Cameras: Many high-end tablets have front- and rear-facing cameras for taking pictures and video and handling real-time video chats through FaceTime, Skype and similar services. Cheaper tablets have only front-facing cameras. "Honestly, at the price points these tablets are coming in at, some sacrifices did have to be made," says tech reviewer Linus Sebastian, creator of the LinusTechTips YouTube channel.

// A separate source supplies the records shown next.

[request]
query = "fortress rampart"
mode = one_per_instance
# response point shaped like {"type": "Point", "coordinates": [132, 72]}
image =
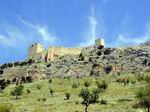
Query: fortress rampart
{"type": "Point", "coordinates": [38, 53]}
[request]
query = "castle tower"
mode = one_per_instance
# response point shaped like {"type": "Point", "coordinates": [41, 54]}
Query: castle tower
{"type": "Point", "coordinates": [100, 42]}
{"type": "Point", "coordinates": [35, 49]}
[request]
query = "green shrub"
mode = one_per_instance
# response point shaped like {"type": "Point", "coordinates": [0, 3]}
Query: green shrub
{"type": "Point", "coordinates": [89, 97]}
{"type": "Point", "coordinates": [6, 107]}
{"type": "Point", "coordinates": [103, 102]}
{"type": "Point", "coordinates": [67, 94]}
{"type": "Point", "coordinates": [147, 78]}
{"type": "Point", "coordinates": [39, 86]}
{"type": "Point", "coordinates": [143, 96]}
{"type": "Point", "coordinates": [28, 91]}
{"type": "Point", "coordinates": [95, 95]}
{"type": "Point", "coordinates": [51, 91]}
{"type": "Point", "coordinates": [17, 91]}
{"type": "Point", "coordinates": [43, 99]}
{"type": "Point", "coordinates": [75, 85]}
{"type": "Point", "coordinates": [102, 86]}
{"type": "Point", "coordinates": [50, 81]}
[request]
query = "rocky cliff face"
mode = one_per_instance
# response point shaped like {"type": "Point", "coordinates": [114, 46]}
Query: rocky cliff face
{"type": "Point", "coordinates": [93, 61]}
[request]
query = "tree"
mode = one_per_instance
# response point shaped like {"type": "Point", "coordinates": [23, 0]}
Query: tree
{"type": "Point", "coordinates": [143, 96]}
{"type": "Point", "coordinates": [67, 95]}
{"type": "Point", "coordinates": [51, 91]}
{"type": "Point", "coordinates": [89, 97]}
{"type": "Point", "coordinates": [18, 91]}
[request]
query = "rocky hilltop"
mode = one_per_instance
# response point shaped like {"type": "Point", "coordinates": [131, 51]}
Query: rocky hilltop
{"type": "Point", "coordinates": [92, 61]}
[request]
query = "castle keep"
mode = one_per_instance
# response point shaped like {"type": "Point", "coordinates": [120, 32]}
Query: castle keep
{"type": "Point", "coordinates": [38, 53]}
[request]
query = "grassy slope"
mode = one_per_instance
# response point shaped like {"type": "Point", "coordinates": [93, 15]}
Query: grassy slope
{"type": "Point", "coordinates": [116, 95]}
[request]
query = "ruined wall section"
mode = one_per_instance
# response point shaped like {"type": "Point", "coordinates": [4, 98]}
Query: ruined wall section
{"type": "Point", "coordinates": [36, 52]}
{"type": "Point", "coordinates": [71, 51]}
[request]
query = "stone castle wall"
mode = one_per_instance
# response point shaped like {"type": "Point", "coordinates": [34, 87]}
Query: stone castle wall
{"type": "Point", "coordinates": [37, 52]}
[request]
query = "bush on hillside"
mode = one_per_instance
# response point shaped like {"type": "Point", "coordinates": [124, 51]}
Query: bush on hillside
{"type": "Point", "coordinates": [6, 107]}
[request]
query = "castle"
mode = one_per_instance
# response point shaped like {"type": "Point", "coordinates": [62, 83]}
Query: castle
{"type": "Point", "coordinates": [38, 53]}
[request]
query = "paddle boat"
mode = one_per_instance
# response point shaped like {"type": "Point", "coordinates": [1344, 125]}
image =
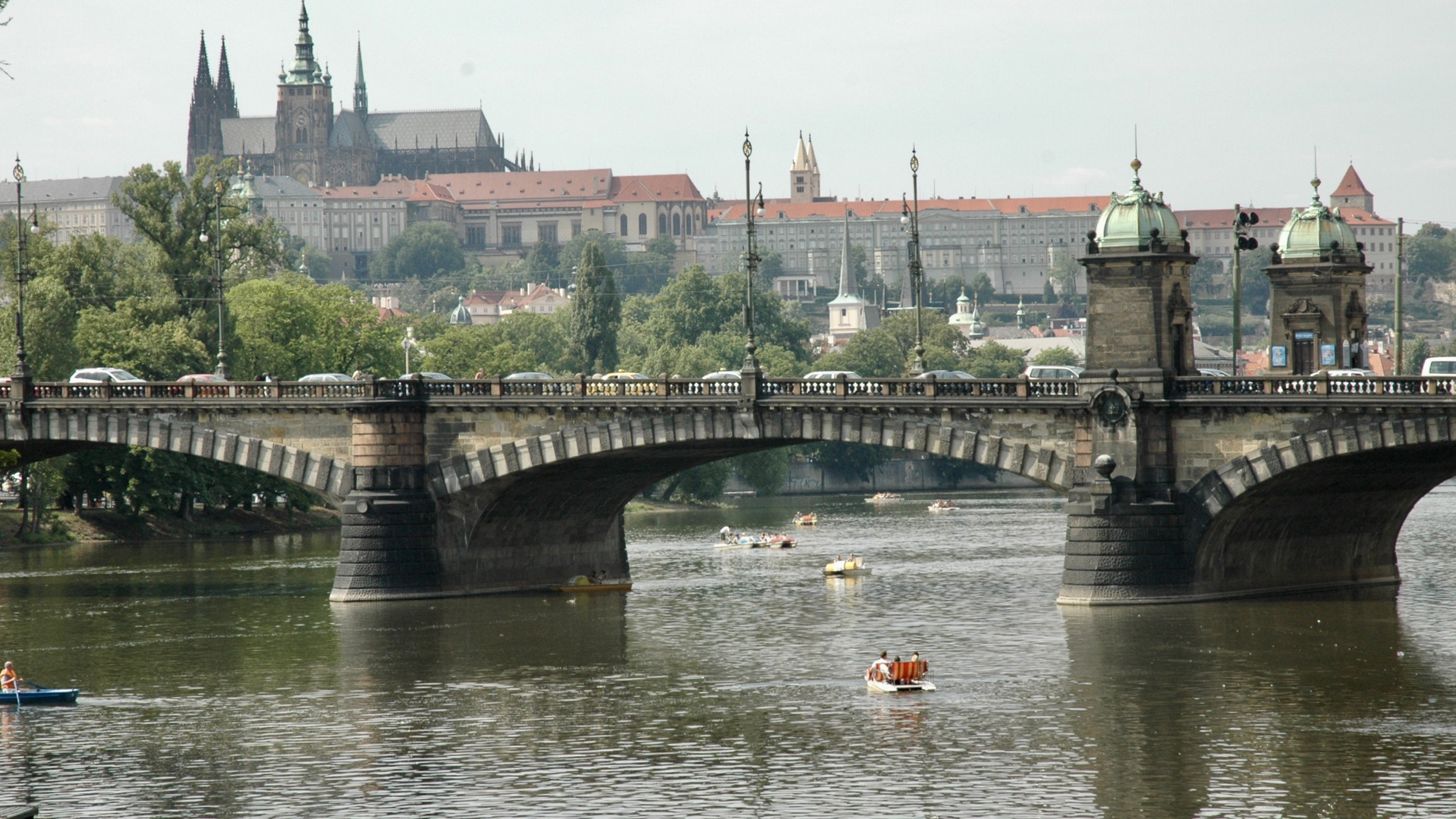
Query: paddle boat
{"type": "Point", "coordinates": [895, 676]}
{"type": "Point", "coordinates": [852, 566]}
{"type": "Point", "coordinates": [589, 584]}
{"type": "Point", "coordinates": [38, 695]}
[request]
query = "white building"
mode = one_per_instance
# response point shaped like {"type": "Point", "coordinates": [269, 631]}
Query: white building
{"type": "Point", "coordinates": [76, 207]}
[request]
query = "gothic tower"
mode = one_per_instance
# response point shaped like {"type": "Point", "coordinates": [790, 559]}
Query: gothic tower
{"type": "Point", "coordinates": [305, 120]}
{"type": "Point", "coordinates": [360, 92]}
{"type": "Point", "coordinates": [204, 130]}
{"type": "Point", "coordinates": [226, 96]}
{"type": "Point", "coordinates": [804, 174]}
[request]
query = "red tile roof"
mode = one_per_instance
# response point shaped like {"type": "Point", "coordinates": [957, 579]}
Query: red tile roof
{"type": "Point", "coordinates": [876, 207]}
{"type": "Point", "coordinates": [526, 185]}
{"type": "Point", "coordinates": [657, 188]}
{"type": "Point", "coordinates": [1351, 185]}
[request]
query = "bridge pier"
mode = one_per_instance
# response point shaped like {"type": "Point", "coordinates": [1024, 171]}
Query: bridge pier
{"type": "Point", "coordinates": [388, 548]}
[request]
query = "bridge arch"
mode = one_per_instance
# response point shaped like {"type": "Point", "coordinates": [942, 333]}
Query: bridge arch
{"type": "Point", "coordinates": [1318, 510]}
{"type": "Point", "coordinates": [52, 434]}
{"type": "Point", "coordinates": [532, 511]}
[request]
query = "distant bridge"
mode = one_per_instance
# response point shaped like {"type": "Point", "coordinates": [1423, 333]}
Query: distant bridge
{"type": "Point", "coordinates": [456, 488]}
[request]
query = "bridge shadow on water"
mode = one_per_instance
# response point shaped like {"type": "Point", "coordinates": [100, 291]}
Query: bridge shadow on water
{"type": "Point", "coordinates": [500, 639]}
{"type": "Point", "coordinates": [1294, 703]}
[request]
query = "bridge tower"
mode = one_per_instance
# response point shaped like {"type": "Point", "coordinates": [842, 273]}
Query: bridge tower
{"type": "Point", "coordinates": [1124, 524]}
{"type": "Point", "coordinates": [1316, 294]}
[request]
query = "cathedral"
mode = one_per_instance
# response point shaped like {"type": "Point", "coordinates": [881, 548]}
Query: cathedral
{"type": "Point", "coordinates": [312, 142]}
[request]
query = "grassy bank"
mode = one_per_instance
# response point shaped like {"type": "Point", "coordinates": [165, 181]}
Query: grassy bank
{"type": "Point", "coordinates": [104, 526]}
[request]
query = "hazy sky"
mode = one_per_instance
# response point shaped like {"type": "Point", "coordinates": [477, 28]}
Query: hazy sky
{"type": "Point", "coordinates": [1011, 98]}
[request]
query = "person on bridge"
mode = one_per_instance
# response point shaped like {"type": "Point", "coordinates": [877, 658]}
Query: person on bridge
{"type": "Point", "coordinates": [9, 678]}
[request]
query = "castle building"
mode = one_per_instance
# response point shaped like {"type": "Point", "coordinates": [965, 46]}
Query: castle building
{"type": "Point", "coordinates": [316, 144]}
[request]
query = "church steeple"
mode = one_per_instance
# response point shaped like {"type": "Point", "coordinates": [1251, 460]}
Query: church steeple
{"type": "Point", "coordinates": [305, 67]}
{"type": "Point", "coordinates": [204, 130]}
{"type": "Point", "coordinates": [226, 96]}
{"type": "Point", "coordinates": [360, 92]}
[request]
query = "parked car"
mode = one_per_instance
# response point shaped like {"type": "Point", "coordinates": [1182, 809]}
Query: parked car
{"type": "Point", "coordinates": [1042, 373]}
{"type": "Point", "coordinates": [325, 378]}
{"type": "Point", "coordinates": [1439, 366]}
{"type": "Point", "coordinates": [102, 374]}
{"type": "Point", "coordinates": [832, 374]}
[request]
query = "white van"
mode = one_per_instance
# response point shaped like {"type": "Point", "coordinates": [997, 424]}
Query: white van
{"type": "Point", "coordinates": [1439, 366]}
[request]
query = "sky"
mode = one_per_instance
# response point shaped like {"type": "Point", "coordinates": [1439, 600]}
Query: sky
{"type": "Point", "coordinates": [1023, 98]}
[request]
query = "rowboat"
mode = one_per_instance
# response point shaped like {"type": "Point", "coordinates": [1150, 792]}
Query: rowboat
{"type": "Point", "coordinates": [584, 584]}
{"type": "Point", "coordinates": [895, 676]}
{"type": "Point", "coordinates": [39, 695]}
{"type": "Point", "coordinates": [852, 568]}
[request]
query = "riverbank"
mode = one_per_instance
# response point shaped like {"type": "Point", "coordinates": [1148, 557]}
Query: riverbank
{"type": "Point", "coordinates": [105, 526]}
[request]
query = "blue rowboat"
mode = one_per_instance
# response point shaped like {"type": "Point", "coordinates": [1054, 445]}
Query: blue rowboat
{"type": "Point", "coordinates": [39, 695]}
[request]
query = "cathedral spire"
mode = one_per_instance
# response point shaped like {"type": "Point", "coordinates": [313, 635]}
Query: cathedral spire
{"type": "Point", "coordinates": [226, 96]}
{"type": "Point", "coordinates": [204, 73]}
{"type": "Point", "coordinates": [360, 92]}
{"type": "Point", "coordinates": [305, 67]}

Where to find cheap tablets

Once you're ready to buy, where to look? Here are a few online resources:

  • The online computer magazine has reviews of 39 tablets priced at $250 or less. Each includes the review date, editor rating of one to five stars, specifications, photos, detailed descriptions and recommendations. The site reserves its highest ratings for two tablets, the Google Nexus 7 from Asus, and, for kids, the LeapFrog LeapPad Explorer. Other favorites on the site include the Kobo Arc, a Google Android tablet that can download apps from the Google Play store; the kid-friendly Fuhu Nabi 2; the Kindle Fire HD; and Samsung's Galaxy Tab 2 (7.0).
  • CNET: The tech review site's 2013 picks for best tablet includes three devices priced under $300: the Nexus 7, Kindle Fire HD 8.9 and Barnes & Noble Nook HD+.
  • YouTube walk-throughs: Many tablets come with minimal or no user manual, leaving it up to buyers to figure out how devices work. That's not hard -- most devices are fairly intuitive to use. If, however, you prefer seeing someone else go through unboxing and setting up a device before you try it, there's YouTube. A legion of tech-smart tablet users post "unboxing" and first-look walk-throughs on the online video channel. For example, here’s LinusTechTips’ unboxing and initial walk-through of the Nexus 7.
  • Comparisons and configurators: Several tech review sites provide side-by-side comparisons of cheap tablets so you can see which offer features you’re most interested in. A tablets configurator feature on review site leads shoppers through series of questions to determine which of a half-dozen popular low-cost tablets best meets their requirements.